Apps the new battlefield for mobile industry

The next two years are likely to see an avalanche of mobile-friendly applications as enterprises, network operators and handset makers struggle to beef up...

The next two years are likely to see an avalanche of mobile-friendly applications as enterprises, network operators and handset makers struggle to beef up their margins.

Just how important the application market is becoming can be judged from Vodafone's tie-up this week with Israel-based Nexperience. The world's biggest mobile carrier will use Nexperience's system to provide its business partners with a secure online environment to pre-load applications onto Vodafone handsets and test them prior to distribution.

The Mobile World Congress, the mobile industry showcase that opens next week in Barcelona, is expected to reveal a battle for developers' minds and money. The protagonists are Symbian (ex-Nokia/Ericsson), Android (Google), iPhone (Apple), Microsoft and Blackberry (Research in Motion).

Symbian is using MWC to announce that 78 industry partners have now pledged their support. These include Atelier, Bank of America, Gemalto, Hewlett-Packard, Imagination Technologies, Mobica, MySpace, Nanoradio, Omron Software, Qualcomm, SanDisk, SESCA, SiRF Technology and VirtualLogix.

They have an attractive market to aim at. Symbian runs on more than 250 million mobile phones in use on more than 250 networks. It already has "tens of thousands" of third-party applications written, says Symbian.

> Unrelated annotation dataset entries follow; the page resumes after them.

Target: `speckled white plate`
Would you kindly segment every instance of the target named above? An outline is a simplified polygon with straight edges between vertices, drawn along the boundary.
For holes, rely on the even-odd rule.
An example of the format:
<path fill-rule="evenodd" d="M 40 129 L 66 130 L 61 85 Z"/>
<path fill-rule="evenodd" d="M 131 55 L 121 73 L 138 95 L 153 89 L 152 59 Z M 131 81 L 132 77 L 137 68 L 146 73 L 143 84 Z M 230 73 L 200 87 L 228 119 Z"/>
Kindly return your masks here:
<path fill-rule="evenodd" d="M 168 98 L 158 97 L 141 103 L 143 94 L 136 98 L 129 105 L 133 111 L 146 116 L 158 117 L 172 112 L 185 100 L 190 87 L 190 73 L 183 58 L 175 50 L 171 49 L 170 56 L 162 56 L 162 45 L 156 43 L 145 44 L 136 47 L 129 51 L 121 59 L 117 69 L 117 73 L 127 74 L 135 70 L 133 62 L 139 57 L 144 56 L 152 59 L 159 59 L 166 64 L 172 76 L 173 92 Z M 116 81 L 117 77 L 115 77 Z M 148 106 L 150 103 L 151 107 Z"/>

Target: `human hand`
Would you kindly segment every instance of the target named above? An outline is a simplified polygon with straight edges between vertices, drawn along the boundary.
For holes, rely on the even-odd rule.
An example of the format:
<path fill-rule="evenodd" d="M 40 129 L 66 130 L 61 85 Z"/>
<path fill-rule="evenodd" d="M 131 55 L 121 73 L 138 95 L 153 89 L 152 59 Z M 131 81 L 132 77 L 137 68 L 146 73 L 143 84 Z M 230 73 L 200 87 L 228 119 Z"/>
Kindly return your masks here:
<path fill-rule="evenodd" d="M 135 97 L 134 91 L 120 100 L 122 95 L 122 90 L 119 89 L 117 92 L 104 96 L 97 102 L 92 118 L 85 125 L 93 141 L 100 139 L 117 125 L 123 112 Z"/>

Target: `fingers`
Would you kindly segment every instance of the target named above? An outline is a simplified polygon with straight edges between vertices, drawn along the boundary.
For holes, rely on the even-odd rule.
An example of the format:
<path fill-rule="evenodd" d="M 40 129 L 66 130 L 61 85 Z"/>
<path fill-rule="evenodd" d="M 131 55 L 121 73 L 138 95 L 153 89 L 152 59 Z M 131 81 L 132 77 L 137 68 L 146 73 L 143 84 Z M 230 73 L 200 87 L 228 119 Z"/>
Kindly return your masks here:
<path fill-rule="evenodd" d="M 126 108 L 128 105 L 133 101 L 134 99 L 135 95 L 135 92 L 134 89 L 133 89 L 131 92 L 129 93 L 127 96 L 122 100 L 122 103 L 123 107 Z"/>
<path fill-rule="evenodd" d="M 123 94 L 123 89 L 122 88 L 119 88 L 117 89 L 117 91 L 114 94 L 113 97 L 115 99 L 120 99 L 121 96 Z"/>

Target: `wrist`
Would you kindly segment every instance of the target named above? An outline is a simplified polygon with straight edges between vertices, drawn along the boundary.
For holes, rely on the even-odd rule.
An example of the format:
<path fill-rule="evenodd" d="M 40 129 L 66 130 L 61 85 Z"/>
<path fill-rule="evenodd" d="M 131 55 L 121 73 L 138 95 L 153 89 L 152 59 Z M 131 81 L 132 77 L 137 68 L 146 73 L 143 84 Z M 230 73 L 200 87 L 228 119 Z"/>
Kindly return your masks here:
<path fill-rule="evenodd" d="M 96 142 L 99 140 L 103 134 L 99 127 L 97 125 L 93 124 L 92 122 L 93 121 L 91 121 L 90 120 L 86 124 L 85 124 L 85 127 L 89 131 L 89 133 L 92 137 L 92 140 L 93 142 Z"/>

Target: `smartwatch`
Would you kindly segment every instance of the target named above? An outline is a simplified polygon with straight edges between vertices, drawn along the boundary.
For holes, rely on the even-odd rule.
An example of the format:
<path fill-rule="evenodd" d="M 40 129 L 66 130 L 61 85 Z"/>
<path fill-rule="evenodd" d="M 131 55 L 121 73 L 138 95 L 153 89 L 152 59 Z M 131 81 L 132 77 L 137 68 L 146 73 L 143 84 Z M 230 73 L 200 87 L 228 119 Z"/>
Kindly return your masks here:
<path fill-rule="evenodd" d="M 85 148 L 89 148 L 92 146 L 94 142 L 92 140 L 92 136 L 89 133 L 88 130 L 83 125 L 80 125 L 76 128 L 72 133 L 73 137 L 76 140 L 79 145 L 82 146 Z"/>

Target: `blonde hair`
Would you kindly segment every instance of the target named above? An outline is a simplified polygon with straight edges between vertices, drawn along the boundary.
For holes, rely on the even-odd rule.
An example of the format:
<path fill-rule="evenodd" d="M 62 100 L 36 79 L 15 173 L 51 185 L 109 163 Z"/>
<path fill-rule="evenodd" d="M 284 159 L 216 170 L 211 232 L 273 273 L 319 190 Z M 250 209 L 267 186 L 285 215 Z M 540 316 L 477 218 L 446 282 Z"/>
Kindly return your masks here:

Most of the applications developed to date have been consumer-oriented. However, the number of business applications available or in development is rising quickly. This is expected to accelerate as the security and speed offered by handsets and mobile networks improves.

Driving the development is the need to increase the average revenue per user (ARPU). This lies behind Nokia's shift into selling services and content, and its donation of the Symbian and S60 operating systems to the Symbian Foundation, with the instruction to make it an open source platform by 2010.

This was in response to Google's Android, an open system development platform that currently runs on T-Mobile's G1 phone. Google was answering the phenomenal commercial success of Apple's iPhone, which was itself a reaction to the proprietary Blackberry, still the mobile of choice for many executives, including US president Barak Obama.

Android is highlighting the ease with which developers can string together each others' applications. Writing on the Android developers' blog, Jason Chen says once Shazam identifies a song, the user can search for the artist's official MySpace profile page or buy it via an Amazon MP3 app.

Meanwhile, Ericsson will unveil its Connected Home Gateway software at MWC. This lets users interact with their home computer, TV or media player, services and media, wherever they are. The gateway also enables one single entry point for IPTV and multimedia telephony services into the home.

As business apps migrate onto mobile phones, enterprises will start to use them as the primary corporate interface device. Already most network operators will offer to switch internal corporate calls between company mobiles. This allows firms to ditch their pbxes, desk phones, and cabling.

And if workers will let the company communicate with them via their personal mobiles, which are likely to be a higher specification than the corporate ones, firms might even save the cost of the phones.